Oscar Fox

Personal information
- Date of birth: 29 July 1892
- Place of birth: Sheffield, England
- Date of death: October 1946 (aged 54)
- Place of death: Sheffield, England
- Height: 5 ft 8+1⁄2 in (1.74 m)
- Position(s): Inside right

Senior career*
- Years: Team / Apps / (Gls)
- Castleford Town
- 1910–1922: Bradford City / 164 / (57)

= Oscar Fox Sr. =

English footballer

Oscar Fox (29 July 1892 – October 1946) was an English footballer who played inside right for Castleford Town and Bradford City. His son, also named Oscar, was also a professional footballer.

==Career==
Oscar Fox was born in Sheffield. He was playing for Castleford Town when he was spotted by Bradford City in November 1910, making his debut on 18 February 1911 against Oldham Athletic. He made two more appearances in the 1910–11, which remains the club's most successful season.

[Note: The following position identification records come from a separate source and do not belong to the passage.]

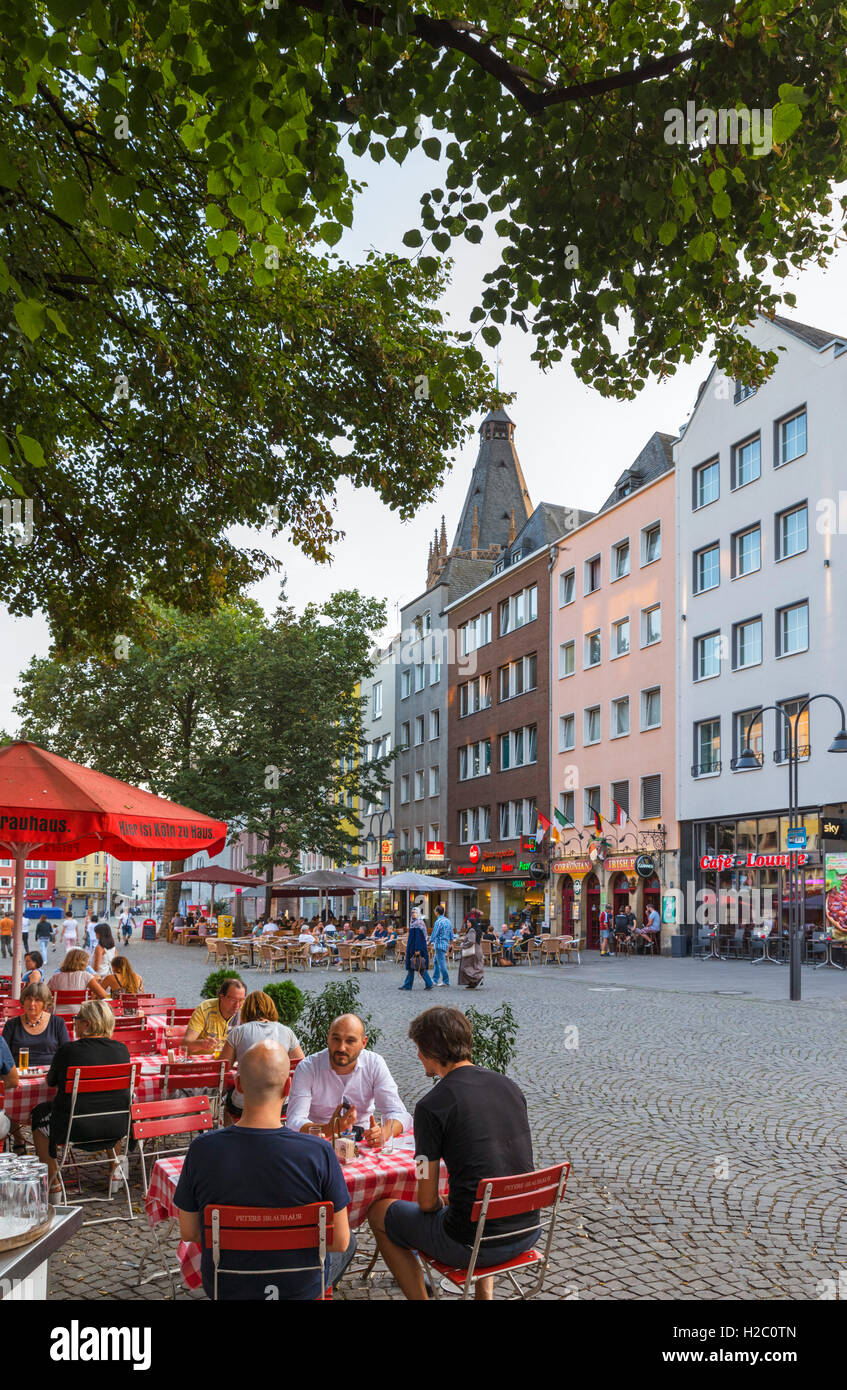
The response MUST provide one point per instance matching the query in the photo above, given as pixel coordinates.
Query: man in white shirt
(345, 1075)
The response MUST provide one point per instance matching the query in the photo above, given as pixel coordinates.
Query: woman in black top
(95, 1125)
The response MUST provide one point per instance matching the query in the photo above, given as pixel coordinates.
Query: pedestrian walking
(442, 934)
(470, 959)
(417, 954)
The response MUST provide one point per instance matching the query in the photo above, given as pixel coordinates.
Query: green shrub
(213, 983)
(493, 1037)
(288, 1000)
(341, 997)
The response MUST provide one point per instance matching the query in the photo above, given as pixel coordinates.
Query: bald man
(260, 1164)
(347, 1083)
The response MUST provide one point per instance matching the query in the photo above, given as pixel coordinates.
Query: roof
(655, 459)
(817, 338)
(497, 488)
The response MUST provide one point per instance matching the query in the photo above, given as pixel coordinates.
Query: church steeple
(497, 492)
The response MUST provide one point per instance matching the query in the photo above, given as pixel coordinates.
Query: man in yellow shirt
(212, 1019)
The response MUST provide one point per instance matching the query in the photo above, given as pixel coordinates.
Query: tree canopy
(173, 175)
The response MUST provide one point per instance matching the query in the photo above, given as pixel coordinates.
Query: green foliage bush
(341, 997)
(213, 983)
(493, 1037)
(288, 1000)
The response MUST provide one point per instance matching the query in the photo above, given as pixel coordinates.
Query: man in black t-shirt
(476, 1121)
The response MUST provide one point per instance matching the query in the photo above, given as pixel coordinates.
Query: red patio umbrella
(59, 809)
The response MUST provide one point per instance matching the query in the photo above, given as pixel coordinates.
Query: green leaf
(31, 317)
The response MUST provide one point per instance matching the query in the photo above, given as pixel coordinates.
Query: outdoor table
(370, 1178)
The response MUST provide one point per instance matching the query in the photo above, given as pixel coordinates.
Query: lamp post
(746, 763)
(380, 836)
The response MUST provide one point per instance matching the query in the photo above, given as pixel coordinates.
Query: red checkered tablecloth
(370, 1178)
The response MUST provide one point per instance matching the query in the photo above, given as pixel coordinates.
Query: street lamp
(380, 836)
(746, 763)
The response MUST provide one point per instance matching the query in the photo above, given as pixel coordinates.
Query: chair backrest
(519, 1193)
(178, 1116)
(64, 998)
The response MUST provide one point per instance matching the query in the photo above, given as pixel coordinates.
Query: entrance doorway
(591, 891)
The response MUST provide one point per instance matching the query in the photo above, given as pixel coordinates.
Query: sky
(572, 442)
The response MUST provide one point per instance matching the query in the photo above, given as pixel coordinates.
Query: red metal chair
(499, 1197)
(156, 1119)
(102, 1080)
(202, 1075)
(270, 1229)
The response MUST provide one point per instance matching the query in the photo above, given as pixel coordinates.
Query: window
(474, 695)
(620, 560)
(591, 648)
(790, 438)
(707, 748)
(522, 608)
(474, 824)
(519, 747)
(707, 484)
(474, 634)
(590, 805)
(741, 740)
(591, 574)
(651, 542)
(518, 677)
(620, 716)
(566, 588)
(800, 729)
(620, 794)
(747, 644)
(747, 551)
(651, 797)
(747, 462)
(591, 724)
(651, 708)
(651, 624)
(707, 569)
(474, 759)
(707, 656)
(792, 533)
(620, 637)
(792, 630)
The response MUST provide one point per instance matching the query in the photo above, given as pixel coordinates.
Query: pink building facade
(614, 704)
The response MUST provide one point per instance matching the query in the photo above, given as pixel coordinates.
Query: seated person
(212, 1019)
(259, 1023)
(454, 1122)
(32, 975)
(259, 1162)
(92, 1129)
(75, 973)
(345, 1073)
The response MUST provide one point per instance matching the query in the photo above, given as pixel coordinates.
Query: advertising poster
(836, 895)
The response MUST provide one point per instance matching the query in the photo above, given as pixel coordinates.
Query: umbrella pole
(17, 961)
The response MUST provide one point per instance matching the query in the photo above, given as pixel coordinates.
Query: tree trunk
(171, 900)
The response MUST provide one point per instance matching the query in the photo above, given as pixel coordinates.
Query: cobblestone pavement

He made just 11 appearances the following season, scoring three goals.

For the following three seasons he was the club's top league goal-scorer as he formed a successful partnership with Dicky Bond. The club could not repeat its success of Fox's first season, but his goals helped to keep City in Division One. He played two more full seasons after the war, before making one final appearance in 1921–22. It proved to be the club's last in the top flight for 77 years. His career finished with a benefit match against Middlesbrough when he made £540.

== Personal life and death ==
He returned to his Sheffield home, where he worked in a billiards hall. He died in Nether Edge Hospital, Sheffield, Yorkshire, England in October 1946, aged 54, the same year his son, also called Oscar, had started his own career for Sheffield Wednesday. He played for Wednesday and Mansfield Town more than 300 times as a wing-half.